Regarding paid/owned/earned media, how will it break out in the future in terms of a marketing budget? Will half of a marketing budget going towards the paid side, with owned and earned splitting the other half, for example? Any sense of the trend there?

I’m not expecting there to be a massive shift in spend in the short term. We help our customers more effectively measure their agency and marketing performance across paid, earned, and owned [media]. Ultimately, what the marketer wants to do is generate more reach, frequency and impact for less money. The way they do that is by wide content distribution and great content.

If we look down the road, the ability for a platform to manage the distribution and placement of that content, whether it’s an earned channel or a paid channel, and being able to optimize its performance, that’s going to be important.

We’re doing a lot of measurement around those areas for brands today. We’re primarily looking at paid/earned/owned ratios across social and across digital.

However, paid/earned/owned goes beyond that, as well. You can have a great television commercial that people talk about and lots of television is still bought by a fax or a signed insertion order. Fax machines don’t have APIs.

So being able to understand and measure the audience performance in relationship to that paid/earned/owned mix is important.

You could potentially get into the Google world with display and retargeting. Thoughts?

Absolutely. There are two trends. First, if you want to be in the CRM business today for social, you have to be in media because – you used to pay a CPM rate to send email ads to your email distribution list. Now, you have to pay Facebook if you want to reach people within a frequency.

Looking across where it goes, owning content distribution in the areas that we would need, whether it’s within search, social search, paid, there’s a case to be made that those are different kinds of data sets. Different types of ads. Are they really integrated?

The way we see the world over time is as search starts to shift and become more social, it’s an important advantage for us to have the robust knowledge around search as we think about how all these different pieces come together.

We could be months away from social search. We could be days -with Facebook doing things. We want to make sure that we’re prepared.

In terms of target market, where is it today and where will it be in a year or so?

We’re an enterprise software company and sell 100% to direct enterprise customers. Financial services, CPG, etc.

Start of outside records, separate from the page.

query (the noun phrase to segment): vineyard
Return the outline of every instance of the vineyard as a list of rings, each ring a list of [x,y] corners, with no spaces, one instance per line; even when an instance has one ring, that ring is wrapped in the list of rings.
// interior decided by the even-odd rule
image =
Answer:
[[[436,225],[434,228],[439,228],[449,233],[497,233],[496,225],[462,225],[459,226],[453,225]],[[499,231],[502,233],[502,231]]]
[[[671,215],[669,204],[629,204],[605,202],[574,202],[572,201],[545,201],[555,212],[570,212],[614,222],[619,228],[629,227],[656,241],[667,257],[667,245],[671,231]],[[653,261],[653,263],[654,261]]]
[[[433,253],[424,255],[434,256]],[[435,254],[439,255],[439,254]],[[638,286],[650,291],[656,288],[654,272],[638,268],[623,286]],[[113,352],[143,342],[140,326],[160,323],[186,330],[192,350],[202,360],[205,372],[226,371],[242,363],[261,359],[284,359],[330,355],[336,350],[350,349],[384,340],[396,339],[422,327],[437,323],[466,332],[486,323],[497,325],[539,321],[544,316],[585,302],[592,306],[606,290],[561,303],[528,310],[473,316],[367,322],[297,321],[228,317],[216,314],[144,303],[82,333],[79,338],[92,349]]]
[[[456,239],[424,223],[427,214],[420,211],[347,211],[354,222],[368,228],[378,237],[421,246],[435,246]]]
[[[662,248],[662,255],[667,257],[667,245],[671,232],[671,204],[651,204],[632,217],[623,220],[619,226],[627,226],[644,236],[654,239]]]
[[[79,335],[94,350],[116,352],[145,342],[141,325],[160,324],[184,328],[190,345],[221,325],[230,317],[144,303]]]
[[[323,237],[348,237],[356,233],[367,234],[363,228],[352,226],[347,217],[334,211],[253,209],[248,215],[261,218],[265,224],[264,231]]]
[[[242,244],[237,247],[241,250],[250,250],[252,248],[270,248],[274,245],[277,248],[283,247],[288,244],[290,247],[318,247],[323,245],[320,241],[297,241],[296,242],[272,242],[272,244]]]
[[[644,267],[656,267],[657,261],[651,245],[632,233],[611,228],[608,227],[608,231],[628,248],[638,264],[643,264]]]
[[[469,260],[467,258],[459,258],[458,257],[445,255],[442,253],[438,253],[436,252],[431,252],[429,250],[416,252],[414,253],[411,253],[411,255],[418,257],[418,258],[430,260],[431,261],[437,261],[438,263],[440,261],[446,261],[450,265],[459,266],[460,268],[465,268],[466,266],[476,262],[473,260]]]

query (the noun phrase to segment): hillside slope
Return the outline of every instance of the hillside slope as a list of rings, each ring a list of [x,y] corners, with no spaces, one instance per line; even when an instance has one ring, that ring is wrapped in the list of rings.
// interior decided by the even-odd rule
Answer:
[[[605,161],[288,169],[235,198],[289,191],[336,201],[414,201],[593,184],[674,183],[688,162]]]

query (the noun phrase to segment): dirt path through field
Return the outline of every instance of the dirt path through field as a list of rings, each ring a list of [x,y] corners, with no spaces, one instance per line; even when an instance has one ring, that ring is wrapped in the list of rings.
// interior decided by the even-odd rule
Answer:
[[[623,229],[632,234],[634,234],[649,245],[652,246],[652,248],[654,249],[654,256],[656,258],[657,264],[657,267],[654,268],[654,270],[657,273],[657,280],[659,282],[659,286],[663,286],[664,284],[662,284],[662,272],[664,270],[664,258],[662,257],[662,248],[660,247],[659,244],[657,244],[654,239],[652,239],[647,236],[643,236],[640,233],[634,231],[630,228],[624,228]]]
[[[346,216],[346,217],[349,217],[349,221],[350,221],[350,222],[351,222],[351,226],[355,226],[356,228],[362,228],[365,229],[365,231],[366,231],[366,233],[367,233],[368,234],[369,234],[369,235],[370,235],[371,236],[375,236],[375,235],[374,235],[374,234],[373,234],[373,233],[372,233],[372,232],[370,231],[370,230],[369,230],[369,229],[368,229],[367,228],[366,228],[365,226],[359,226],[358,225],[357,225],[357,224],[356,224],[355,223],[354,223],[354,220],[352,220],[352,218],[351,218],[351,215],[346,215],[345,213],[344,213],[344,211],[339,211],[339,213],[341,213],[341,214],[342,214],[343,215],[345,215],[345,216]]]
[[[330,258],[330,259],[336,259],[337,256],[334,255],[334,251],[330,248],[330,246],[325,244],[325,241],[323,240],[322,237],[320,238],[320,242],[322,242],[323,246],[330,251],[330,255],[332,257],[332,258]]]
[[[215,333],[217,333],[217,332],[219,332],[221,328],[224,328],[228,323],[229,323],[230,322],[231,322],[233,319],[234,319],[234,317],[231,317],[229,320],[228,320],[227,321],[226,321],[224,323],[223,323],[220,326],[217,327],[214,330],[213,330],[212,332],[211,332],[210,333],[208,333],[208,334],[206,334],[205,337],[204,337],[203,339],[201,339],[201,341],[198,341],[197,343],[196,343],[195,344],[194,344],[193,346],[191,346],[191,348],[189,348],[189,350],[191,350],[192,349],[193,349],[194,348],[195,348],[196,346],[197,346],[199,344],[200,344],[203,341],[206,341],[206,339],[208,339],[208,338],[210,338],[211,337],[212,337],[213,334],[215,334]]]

These are our direct customer relationships where we span the agencies that are there.

One of the things that Clickable brings is now we have an amazing media management and measurement platform that we’ve never sold to agencies before.

Using our enterprise software background, we think there’s a lot of expansion opportunity there, but we are still very focused on the enterprise market. Clickable has a number of customers who have a lot of relationships. We already touch hundreds of agencies who come in contact with our software through their customers because their customers are ultimately the decision makers.

With the Facebook Exchange revealed [last week]. What does that announcement mean to you, if anything?

I figured that it would be a Facebook Ad Network at first. But, what it does is have some effect on pricing and inventory within their network.

What we’re excited about is as Facebook expands into areas like search and being their own display network, the capabilities that we have will help our customers manage the relationships across a much wider network.

I see the Facebook Exchange as a first step. It’s going to be an aggressive strategy from them in terms of using data and monetizing across the broader web as search moves forward. This is only step one.

Finally, what about any future acquisitions by Syncapse?

We’ve got our hands full for a good year with offices in the U.K., Asia, the U.S. and Canada – all dependent on where we’re seeing customer demand in the large enterprise. You’re going to continue to see growth from us on the technology side in order to meet the demands of the CMO.

And, you’ll see continued growth from us on the services side, too.